The only Dubliner I knew was named Ennis, just like “penis” without the P and except the E was pronounced as short I, so really it was more like “Guinness” without the “guh.” That was her last name anyway. Brown haired, green-eyed, dark brown freckles to match the hair—she was the portrait of Dublin. She was tall, long in every direction, and the worst tennis player I’ve ever seen, like she had grown faster than her flexibility could account for. Still, she lacked discouragement, and she played like she could see over the top of adolescence, knew she’d outgrow it. There was a grace to her ungainliness, like a joke played against her good nature to make others comfortable around her. I used to tease her about Leprechauns. “I assure you there are no Leprechauns in Ireland,” she’d say. I loved to hear her call her parents to come “collect” her.
Domestication breeds for large eyes and diminutive chin, the better to take a bit. Throw a group of people together for a thousand years and they’ll come out Irish. They’ll look like me. Put me in a pair of John Lennon glasses, and I could be James Joyce. Minus the moustache.
John Lennon stole those spectacles from James Joyce, don’t you think?
Nuclear physics gained the term “quark” from Joyce’s book, ULYSSES. I always meant to read it, especially after Hemingway writes about how dirty it is. But I have looked at PORTRAIT OF THE ARTIST AS A YOUNG MAN. It’s on my shelf of half read books, along with EAST OF EDEN, which I found south of good; and O LOST—I understand why the editor cut sixty-six thousand words (book length) from that manuscript to make LOOK HOMEWARD ANGEL. PORTRAIT is high-falutin’, high style, Catholic guilt set against sins of the flesh. PORTRAIT isn’t even a long book, I just got tired of the nail bitingly pretty language all the way down to the spine.
James Joyce was a famous Dubliner, you may have heard of him. Wrote a stack of tales about people of that city, put them into a collection called DUBLINERS.
Most of the DUBLINERS’ tales are well rounded, so much so that it’s hard to get a footing on what is interesting beyond reality. They have a beginning, middle, and end, just most of them aren’t very interesting. They play out as pale allegory to something, but what? Their artistic nuance is far too great for me.
“After the Race” is worth its weight in spit more than any of them. A dumb little guy who makes bad bets, but enjoys himself doing it. Cars careering is something any NASCAR fan would like.
“Counterparts” is a chilling tale of a father who comes home to beat his son.
“A Painful Case” has a ring tone of ROMEO AND JUIETTE.
“A Little Cloud” has the most potential of all of the stories in DUBLINERS. Someone could do something with it, expand the storyline, stretch out the metaphor into a novel-sized portion. Now that could be really good. “A Little Cloud” could be interesting, especially with the right writer behind it.
I remember reading “Araby” in high school. I remember because I was expecting something very different from what it is. I thought it was going to be related to ARABIAN NIGHTS, not about boyhood crush. As it is, it isn’t bad. I don’t see the significance of the geography, though. It doesn’t matter where it happened; boyhood crush is common human experience. It could have happened anywhere, even in Arabia.
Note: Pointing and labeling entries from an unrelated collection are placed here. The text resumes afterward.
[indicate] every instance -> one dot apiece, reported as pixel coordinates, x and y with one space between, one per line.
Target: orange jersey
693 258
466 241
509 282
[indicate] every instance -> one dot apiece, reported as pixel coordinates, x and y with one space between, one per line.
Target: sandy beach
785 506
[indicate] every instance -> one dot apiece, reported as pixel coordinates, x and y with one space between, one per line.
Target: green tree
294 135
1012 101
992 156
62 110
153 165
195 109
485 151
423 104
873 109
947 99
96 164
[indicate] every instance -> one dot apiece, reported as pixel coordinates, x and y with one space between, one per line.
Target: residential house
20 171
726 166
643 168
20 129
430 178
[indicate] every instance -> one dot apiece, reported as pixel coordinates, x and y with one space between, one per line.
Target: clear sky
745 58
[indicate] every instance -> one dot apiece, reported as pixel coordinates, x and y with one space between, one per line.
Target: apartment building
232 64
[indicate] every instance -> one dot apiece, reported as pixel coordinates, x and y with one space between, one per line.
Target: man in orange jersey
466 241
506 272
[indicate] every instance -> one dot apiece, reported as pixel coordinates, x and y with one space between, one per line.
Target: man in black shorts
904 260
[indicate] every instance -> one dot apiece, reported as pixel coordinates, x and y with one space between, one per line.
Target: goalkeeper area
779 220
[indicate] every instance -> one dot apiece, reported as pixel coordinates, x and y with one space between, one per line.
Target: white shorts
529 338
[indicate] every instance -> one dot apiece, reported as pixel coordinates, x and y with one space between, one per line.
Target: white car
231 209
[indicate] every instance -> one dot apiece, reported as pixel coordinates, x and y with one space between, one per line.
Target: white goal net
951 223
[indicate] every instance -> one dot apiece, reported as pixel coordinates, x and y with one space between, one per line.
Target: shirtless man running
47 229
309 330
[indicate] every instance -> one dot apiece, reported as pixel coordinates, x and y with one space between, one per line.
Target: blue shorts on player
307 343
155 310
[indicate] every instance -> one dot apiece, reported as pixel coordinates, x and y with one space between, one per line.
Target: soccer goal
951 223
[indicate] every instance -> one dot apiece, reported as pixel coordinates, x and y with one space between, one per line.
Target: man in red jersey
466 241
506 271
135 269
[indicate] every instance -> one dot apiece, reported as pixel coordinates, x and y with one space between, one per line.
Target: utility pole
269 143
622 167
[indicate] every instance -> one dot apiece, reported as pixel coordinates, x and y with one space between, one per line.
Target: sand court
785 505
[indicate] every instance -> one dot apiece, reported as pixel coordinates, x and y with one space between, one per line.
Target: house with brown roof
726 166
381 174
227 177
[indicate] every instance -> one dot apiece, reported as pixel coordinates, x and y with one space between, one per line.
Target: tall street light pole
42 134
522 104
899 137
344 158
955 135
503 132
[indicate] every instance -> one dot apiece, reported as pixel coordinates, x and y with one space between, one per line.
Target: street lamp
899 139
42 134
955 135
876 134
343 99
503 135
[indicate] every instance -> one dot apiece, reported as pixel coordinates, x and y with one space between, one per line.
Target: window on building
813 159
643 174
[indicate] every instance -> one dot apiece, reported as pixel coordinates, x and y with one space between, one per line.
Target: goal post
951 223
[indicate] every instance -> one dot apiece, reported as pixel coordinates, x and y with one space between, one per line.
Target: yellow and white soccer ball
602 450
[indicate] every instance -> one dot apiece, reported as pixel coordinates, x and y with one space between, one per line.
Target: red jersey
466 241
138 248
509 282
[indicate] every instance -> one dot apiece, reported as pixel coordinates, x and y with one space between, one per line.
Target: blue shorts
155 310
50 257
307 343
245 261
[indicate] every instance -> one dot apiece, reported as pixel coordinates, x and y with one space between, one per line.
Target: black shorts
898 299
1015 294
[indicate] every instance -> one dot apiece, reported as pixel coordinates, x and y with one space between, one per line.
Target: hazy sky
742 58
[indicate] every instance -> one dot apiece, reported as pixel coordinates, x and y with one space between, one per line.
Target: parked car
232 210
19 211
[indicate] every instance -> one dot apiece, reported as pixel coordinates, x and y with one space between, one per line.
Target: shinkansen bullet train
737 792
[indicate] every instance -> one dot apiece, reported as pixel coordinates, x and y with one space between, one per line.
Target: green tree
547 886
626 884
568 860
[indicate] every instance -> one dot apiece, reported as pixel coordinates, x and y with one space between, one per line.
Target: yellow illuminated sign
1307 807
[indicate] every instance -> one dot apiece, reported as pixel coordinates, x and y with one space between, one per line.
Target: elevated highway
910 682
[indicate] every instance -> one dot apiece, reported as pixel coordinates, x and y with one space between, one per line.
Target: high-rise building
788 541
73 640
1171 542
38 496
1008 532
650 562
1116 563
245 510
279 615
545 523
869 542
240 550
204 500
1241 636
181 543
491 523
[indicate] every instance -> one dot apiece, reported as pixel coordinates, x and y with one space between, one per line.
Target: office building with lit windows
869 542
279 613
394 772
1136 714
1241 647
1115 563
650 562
And the other tales are also common human experiences—death, love, expectation, unrequitement, longing, loneliness, politics, scrutiny, corruption, wickedness, betrayal, crookedness, shame, honor, pride, drinking, murder, redemption, suicide—a paddy wagon full of things that happen to these people, these Irish people who are living in Dublin. One tale doesn’t relate to another tale, only the streets sometimes cross paths story to story. It is a grouping of collected experience of a population of one time and place, an anthropological drawing, but not terribly provocative fiction.
My grandmother’s family emigrated from Ireland in the Sixteen Hundreds. Before that, they had been Catholic. They dropped the “O” off their name into the Atlantic Ocean and arrived in the United States as Protestants. So I think I have a genetic predisposition to reject Joyce’s characters. They’re the branch of family we moved away from. If it ain’t brogue, don’t fix it.
Thank goodness for the Ennis of tennis. Without her, I’d have no good opinion whatsoever of Dubliners.
AA In Boston
14 years ago
2 comments:
Nice attack on Dubliners! I may have to disown you now. And just for the record, "Counterparts" is a sublime blend of humor, drollery, horror, and then at the end, that sudden, stunning flash of pathos that ties it all together, that re-casts the entire story in a new light before dropping us off into the darkness.
If I had to pick one story as a symbol and embodiment of all my ambitions as a writer I might choose "Counterparts."
And don't forget the absolute brilliance of Joyce's construction, the command, the rhythm. Reading his sentences is like running your hands over dark and impossibly plush fabric.
If you say so. I thought it was like stirring oatmeal, looking for a raisin that wasn't there.
"Little Cloud" has some potential, we'll see. Or it could be an Indian name.